Cognitive behavioral therapy (CBT) has shown promise in helping patients with other chronic illnesses to cope with pain. Cassandra Elaine Dobson and Mary Woods Byrne decided to test guided imagery, a form of CBT, among children enrolled at one sickle cell treatment clinic in New York City. They report on their findings in this month’s original research CE, “Using Guided Imagery to Manage Pain in Young Children with Sickle Cell Disease.” The abstract below offers a quick overview; if you click the image above, you’ll see an enlarged view of one table showing key results.

Objectives: The purposes of this study were to test the effects of guided imagery training on school-age children who had been diagnosed with sickle cell disease, and to describe changes in pain perception, analgesic use, self-efficacy, and imaging ability from the month before to the month after training.

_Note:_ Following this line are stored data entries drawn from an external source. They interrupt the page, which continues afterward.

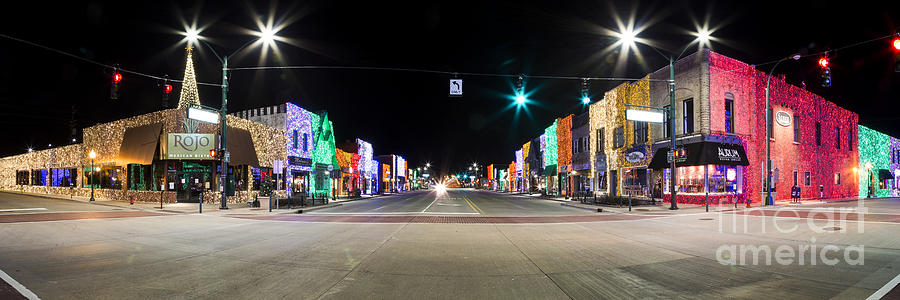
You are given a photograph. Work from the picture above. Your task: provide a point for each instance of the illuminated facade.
(128, 162)
(878, 163)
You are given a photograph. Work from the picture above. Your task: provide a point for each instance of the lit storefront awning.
(240, 148)
(139, 144)
(703, 153)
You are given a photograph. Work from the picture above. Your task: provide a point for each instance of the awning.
(240, 148)
(703, 153)
(139, 144)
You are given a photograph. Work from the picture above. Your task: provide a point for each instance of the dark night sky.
(409, 113)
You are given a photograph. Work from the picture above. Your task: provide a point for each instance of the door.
(613, 183)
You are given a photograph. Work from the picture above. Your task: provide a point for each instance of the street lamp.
(266, 36)
(92, 155)
(769, 132)
(628, 38)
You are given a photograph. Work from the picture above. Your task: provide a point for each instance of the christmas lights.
(189, 96)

Methods: A quasi-experimental interrupted time-series design was used with a purposive sample of 20 children ages six to 11 years enrolled from one sickle cell disease clinic, where they had been treated for at least one year. Children completed pain diaries daily for two months, and investigators measured baseline and end-of-treatment imaging ability and self-efficacy.
Results: After training in the use of guided imagery, participants reported significant increases in self-efficacy and reductions in pain intensity, and use of analgesics decreased as well.
Conclusions: Guided imagery is an effective technique for managing and limiting sickle cell disease–related pain in a pediatric population.

The technique was easily taught in training sessions lasting 15 to 45 minutes, with no child needing more than one session. The authors concluded that “the use of guided imagery in this population assumes that a child’s imagination has the potential to affect health, and our findings support that assumption.” Because this was a small study, they urged further large-scale clinical trials.